Member of the European Parliament
- Incumbent
- Assumed office 16 July 2024
- Constituency: Hungary

Personal details
- Born: András Tivadar Kulja 17 September 1989 (age 36) Nyíregyháza, Hungary
- Party: Tisza
- Other political affiliations: European People's Party
- Alma mater: Semmelweis University

TikTok information
- Page: andras.doktor;
- Followers: 377 thousand

= András Kulja =

Hungarian politician (born 1989)

András Tivadar Kulja (born 17 September 1989) is a Hungarian doctor, internet personality, and politician of the Tisza Party who was elected member of the European Parliament in 2024. He posts health education content to several platforms, the most popular of which is his TikTok account.

==Early life==
András Kulja was born in Nyíregyháza on 17 September 1989. His mother is a psychiatrist and his father is a microbiologist. His parents are from Transcarpathia.

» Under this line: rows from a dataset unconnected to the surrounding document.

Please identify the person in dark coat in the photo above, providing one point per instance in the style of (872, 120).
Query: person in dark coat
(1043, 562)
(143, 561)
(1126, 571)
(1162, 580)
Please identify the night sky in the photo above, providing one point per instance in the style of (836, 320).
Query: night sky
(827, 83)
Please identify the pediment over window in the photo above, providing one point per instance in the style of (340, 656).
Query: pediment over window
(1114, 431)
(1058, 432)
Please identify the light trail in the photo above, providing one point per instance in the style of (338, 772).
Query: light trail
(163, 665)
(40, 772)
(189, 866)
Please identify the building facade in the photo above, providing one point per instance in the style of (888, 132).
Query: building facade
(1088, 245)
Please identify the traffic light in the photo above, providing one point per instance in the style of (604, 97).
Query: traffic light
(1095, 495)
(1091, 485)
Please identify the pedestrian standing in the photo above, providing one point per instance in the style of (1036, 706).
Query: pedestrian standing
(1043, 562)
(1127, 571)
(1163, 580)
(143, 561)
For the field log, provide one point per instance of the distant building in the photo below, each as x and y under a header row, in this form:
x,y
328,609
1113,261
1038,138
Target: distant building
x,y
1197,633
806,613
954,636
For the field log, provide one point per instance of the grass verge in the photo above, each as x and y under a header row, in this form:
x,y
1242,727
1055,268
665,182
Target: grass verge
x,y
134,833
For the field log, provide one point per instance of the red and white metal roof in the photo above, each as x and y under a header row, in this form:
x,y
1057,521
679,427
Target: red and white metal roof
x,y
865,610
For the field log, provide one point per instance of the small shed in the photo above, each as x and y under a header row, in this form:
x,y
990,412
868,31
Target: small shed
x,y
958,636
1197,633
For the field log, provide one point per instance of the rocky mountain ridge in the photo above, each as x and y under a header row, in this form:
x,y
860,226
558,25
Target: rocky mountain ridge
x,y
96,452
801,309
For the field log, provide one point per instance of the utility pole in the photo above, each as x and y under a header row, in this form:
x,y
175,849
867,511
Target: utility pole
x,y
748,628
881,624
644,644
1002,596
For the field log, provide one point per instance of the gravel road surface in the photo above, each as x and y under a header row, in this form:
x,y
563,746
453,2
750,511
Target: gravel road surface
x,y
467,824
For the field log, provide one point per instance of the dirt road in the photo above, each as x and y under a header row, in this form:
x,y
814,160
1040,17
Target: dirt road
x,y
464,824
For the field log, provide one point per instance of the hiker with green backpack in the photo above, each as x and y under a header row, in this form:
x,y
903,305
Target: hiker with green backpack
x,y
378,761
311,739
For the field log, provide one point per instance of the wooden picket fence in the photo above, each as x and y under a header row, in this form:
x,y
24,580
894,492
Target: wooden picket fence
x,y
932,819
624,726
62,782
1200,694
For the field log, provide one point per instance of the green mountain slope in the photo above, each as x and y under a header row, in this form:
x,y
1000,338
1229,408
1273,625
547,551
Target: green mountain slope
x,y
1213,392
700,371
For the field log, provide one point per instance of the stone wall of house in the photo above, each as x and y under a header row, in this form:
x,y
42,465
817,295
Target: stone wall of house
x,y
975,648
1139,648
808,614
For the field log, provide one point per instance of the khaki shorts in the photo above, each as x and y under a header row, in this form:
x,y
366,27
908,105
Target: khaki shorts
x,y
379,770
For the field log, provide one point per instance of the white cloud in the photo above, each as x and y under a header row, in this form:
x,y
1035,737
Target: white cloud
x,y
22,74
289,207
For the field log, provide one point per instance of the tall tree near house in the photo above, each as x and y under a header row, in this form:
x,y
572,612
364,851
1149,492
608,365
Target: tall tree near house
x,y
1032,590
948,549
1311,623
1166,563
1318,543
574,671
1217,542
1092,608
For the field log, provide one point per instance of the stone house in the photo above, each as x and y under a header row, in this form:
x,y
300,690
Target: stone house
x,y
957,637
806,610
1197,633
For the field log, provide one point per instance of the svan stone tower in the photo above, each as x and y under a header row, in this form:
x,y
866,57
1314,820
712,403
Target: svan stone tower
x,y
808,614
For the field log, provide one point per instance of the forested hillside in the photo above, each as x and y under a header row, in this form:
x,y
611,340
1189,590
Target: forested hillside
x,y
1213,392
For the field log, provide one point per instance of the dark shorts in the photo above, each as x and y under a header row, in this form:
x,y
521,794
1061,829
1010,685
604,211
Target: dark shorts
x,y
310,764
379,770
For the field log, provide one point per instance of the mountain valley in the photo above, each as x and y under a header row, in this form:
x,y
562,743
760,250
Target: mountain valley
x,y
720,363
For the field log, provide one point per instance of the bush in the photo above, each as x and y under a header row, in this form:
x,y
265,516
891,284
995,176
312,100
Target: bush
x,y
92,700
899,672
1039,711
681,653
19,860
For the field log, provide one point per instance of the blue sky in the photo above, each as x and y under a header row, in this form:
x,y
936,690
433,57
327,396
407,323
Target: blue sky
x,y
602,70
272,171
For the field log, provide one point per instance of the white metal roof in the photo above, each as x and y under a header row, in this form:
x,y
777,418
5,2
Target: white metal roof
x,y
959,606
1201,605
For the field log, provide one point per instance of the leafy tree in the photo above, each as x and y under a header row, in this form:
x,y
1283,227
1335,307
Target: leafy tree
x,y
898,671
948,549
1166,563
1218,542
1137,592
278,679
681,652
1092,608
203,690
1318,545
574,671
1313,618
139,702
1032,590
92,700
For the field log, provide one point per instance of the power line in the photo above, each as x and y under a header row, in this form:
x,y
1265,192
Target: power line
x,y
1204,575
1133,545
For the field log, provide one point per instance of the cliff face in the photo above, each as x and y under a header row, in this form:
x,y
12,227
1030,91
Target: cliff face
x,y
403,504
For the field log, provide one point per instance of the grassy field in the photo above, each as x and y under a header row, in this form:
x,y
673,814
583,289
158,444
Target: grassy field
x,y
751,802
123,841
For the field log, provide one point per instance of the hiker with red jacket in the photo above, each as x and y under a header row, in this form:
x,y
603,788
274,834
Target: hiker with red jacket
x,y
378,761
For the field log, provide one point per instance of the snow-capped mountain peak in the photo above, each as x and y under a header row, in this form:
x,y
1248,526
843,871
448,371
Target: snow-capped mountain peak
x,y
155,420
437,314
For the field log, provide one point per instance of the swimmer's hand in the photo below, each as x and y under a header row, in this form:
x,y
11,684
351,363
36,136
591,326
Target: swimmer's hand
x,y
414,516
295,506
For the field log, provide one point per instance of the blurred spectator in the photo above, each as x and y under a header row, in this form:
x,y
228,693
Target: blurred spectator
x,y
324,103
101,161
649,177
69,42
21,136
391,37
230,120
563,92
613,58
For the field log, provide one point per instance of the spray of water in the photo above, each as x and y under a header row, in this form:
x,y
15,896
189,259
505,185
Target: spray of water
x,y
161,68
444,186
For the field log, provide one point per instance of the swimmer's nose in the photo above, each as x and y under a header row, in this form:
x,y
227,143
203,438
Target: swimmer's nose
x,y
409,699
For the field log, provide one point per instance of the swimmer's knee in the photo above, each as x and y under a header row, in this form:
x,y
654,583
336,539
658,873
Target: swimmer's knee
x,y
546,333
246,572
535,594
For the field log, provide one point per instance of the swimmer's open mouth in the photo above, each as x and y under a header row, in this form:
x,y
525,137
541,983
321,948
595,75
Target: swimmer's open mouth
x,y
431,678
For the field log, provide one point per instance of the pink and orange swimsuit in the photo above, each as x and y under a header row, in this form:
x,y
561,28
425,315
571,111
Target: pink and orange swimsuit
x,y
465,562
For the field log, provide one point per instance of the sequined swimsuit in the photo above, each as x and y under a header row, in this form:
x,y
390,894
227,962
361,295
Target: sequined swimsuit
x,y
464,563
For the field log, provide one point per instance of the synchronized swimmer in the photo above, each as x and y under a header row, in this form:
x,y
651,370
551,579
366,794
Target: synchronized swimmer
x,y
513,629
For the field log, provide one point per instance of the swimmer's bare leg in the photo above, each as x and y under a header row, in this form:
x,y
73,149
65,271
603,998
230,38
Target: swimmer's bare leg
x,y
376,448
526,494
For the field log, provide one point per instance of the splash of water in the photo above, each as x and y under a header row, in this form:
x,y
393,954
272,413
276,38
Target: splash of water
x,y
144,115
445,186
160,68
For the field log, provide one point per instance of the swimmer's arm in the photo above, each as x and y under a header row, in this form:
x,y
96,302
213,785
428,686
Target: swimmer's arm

He studied medicine at Semmelweis University in Budapest. After graduating in 2016, he worked as a resident physician in psychiatry for one and a half years. While pursuing medical school and residency, he carried out research into depression. Later, he left the field and started his training in surgery, citing a wish for a more dynamic workflow and performing manual tasks. His decision was also shaped by his prior experience of assisting in veterinary surgeries with a veterinarian family member. He began teaching at Semmelweis University in 2022.

Aiming to share healthcare information with a wider audience, he posted his first YouTube video in 2019, and launched his TikTok account in 2021. As of June 2024, he had 368,000 followers on TikTok.

==Political career==
On 6 April 2024, Kulja attended a demonstration in Kossuth Square organized by Péter Magyar, and became committed to the Tisza Party. Although he was scheduled to take his specialty exam in surgery in May, he postponed it and left his job as a surgical trainee in April, citing a desire to "speak openly and without retribution" about the situation in Hungarian healthcare, as well as an intention to focus on his political engagement.

He was placed fourth on Tisza's party list for the European Parliament election. On 9 June, the party won a total of seven seats, and Kulja was confirmed as a member of the European Parliament. In July, he was elected a vice-chair of the European Parliament Committee on the Environment, Public Health and Food Safety. Soon after his election as an MEP, he mentioned participation in health policy programs and improvement of health literacy among his aims.

In June 2025, Kulja was a joint winner of the Best Newcomer Award at the MEP Awards.